There was an initial rise in cases over the first two weeks, coinciding with the first week of term and university Freshers week. This is known to be a period of more intense social mixing between students in venues both inside and outside university premises. Between term weeks three and five there was a fall in the effective reproductive number, which coincides with both a reduction in social mixing and the identification of, and subsequent university measures to control, transmission events identified in college residences. In multiple clusters, transmission in student households was successfully interrupted through a combination of measures provided by the university, including rapid case identification through asymptomatic screening, readily available symptomatic testing, contact tracing and comprehensive support provided by colleges for cases and their contacts while in isolation. Further details, including the elaboration of the specific measures to control cluster 2, an outbreak associated with a large accommodation block described above, are provided in the Supplementary Materials. Although we have demonstrated that transmission between students in the same accommodation block is an important factor in the spread of SARS-CoV-2, we report a lower secondary household attack rate (7.8%) than that identified in domestic households (16.6–21.1%) and a lower than expected effective infectious period (3.0 days)21.

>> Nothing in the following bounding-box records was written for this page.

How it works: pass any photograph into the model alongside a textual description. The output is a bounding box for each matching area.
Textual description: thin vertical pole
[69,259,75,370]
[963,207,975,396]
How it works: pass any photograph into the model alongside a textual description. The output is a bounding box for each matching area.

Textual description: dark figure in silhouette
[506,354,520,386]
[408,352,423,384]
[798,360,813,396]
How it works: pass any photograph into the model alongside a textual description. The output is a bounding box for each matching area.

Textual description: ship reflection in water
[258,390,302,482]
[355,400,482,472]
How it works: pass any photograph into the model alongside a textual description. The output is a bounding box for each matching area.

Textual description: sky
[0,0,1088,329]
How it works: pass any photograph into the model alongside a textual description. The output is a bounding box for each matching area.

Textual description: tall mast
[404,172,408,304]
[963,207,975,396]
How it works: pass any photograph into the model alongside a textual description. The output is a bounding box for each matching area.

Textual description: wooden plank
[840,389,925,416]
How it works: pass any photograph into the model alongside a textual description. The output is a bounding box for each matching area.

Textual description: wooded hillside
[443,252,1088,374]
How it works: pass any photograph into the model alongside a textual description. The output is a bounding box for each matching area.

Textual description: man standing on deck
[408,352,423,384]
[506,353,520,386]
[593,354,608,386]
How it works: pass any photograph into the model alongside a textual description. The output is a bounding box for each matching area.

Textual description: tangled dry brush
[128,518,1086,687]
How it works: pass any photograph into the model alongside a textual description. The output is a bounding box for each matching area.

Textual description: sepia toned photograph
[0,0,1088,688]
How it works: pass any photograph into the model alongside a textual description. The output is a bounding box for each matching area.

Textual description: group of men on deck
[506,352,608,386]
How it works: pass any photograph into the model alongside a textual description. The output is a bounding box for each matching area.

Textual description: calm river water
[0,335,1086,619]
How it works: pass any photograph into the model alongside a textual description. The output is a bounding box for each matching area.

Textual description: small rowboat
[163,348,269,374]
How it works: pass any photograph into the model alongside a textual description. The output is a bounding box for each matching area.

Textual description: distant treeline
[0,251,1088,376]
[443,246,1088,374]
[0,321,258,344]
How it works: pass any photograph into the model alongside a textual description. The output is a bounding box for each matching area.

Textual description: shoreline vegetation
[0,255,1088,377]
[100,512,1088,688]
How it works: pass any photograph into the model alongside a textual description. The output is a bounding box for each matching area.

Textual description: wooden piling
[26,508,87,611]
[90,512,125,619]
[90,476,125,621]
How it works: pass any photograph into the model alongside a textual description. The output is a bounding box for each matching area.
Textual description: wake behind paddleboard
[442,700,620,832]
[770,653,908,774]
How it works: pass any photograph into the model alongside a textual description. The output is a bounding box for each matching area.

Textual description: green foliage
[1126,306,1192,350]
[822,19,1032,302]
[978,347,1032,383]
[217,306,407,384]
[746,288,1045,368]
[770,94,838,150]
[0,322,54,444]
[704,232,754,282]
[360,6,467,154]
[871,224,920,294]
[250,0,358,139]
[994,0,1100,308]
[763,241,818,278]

University measures may have been less successful in controlling transmission in settings outside colleges. There was a rise in the effective reproduction number coinciding with the announcement of a national lockdown on 31 October, to begin on 5 November 2020. This announcement prior to implementation of a major socially restrictive public health measure, alongside existing Halloween festivities, may have led to increased levels of behaviour associated with a higher risk of transmission. This supports either reducing the time from announcement to implementation of socially restrictive measures, or the need for a targeted public health campaign to limit high-risk activities where this is not possible. In addition, having identified considerable transmission between students on the same course, we suggest that further mitigation of viral spread may be obtained by implementing shared student accommodation based on university courses.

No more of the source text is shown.